PLoS Medicine: Left To Their Own Devices: Breakdowns In United States Medical Device Premarket Review – "Advances in medical device technologies have translated into significant improvements in the health of patients. Yet cracks in the device review system may threaten to undermine this progress," write the authors, adding that there are "eight specific potential weaknesses in the premarket review process," including "a lower approval standard than their drug counterparts, excessive reliance upon a fast-track process, and failure to conduct Congressionally-mandated device classifications."
"On the legislative front, US Congress should raise the standard for approval of devices intended to treat diseases to equal that required for drugs: 'substantial evidence' rather than 'reasonable assurance' of effectiveness. Such devices should be subject to the same regulatory scrutiny as drugs, such as more than one well-controlled trial" the authors write (Hines et al., 7/13).

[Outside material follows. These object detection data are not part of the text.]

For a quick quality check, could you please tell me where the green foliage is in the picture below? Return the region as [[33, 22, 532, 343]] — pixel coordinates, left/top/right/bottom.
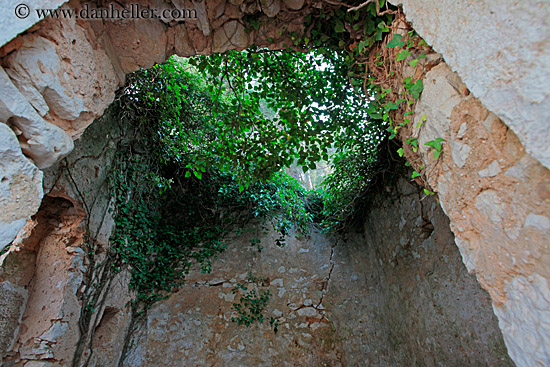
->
[[231, 274, 279, 332], [110, 59, 320, 308]]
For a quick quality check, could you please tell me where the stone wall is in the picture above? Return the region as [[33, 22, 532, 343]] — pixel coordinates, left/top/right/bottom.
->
[[408, 63, 550, 366], [0, 0, 550, 365]]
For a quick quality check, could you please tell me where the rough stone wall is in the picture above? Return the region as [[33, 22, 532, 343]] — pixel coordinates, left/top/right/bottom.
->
[[407, 63, 550, 366], [0, 0, 550, 365], [0, 0, 308, 253], [121, 180, 513, 367], [0, 108, 512, 367], [0, 108, 131, 366], [390, 0, 550, 172]]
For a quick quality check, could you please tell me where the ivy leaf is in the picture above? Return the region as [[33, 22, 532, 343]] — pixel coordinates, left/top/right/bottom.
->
[[396, 50, 411, 61], [386, 34, 405, 47]]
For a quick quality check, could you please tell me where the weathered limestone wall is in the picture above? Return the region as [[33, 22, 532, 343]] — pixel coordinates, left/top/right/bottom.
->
[[0, 0, 307, 253], [0, 0, 550, 366], [0, 108, 135, 366], [122, 180, 513, 367], [408, 63, 550, 366], [390, 0, 550, 168]]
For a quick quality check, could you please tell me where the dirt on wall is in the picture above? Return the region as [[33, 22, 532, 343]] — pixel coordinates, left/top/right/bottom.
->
[[2, 110, 513, 366]]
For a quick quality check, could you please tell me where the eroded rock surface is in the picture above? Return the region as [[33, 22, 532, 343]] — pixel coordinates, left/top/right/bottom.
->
[[125, 180, 513, 366]]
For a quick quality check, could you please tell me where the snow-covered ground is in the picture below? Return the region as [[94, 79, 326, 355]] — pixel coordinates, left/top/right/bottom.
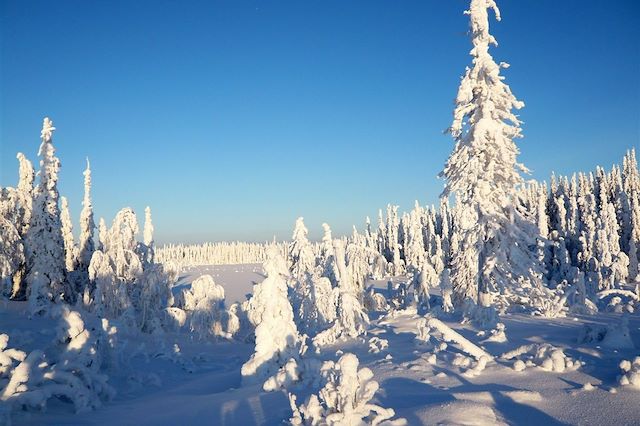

Commonwealth Fund: State Case Studies Of Infant And Early Childhood Mental Health Systems: Strategies For Change – "In recent years, states have made progress in identifying and referring children for developmental and mental health problems at a young age, particularly through the Assuring Better Child Health and Development initiatives in primary care," write the authors of this report, that examines systems for children, 5 and under, in Colorado, Indiana, Massachusetts and Rhode Island. They conclude: "Although the initiatives we studied are innovative and exciting, in most cases, state funding has been cobbled together with time-limited federal and private grant support. When these sources end, states face significant challenges in sustaining initiatives and expanding them into statewide systems. ... states must make better use of existing resources through integration of funding sources, new methods of early identification, and innovative, cost-effective models of early intervention and family support" (Lyman, Holt and Dougherty, July 2010).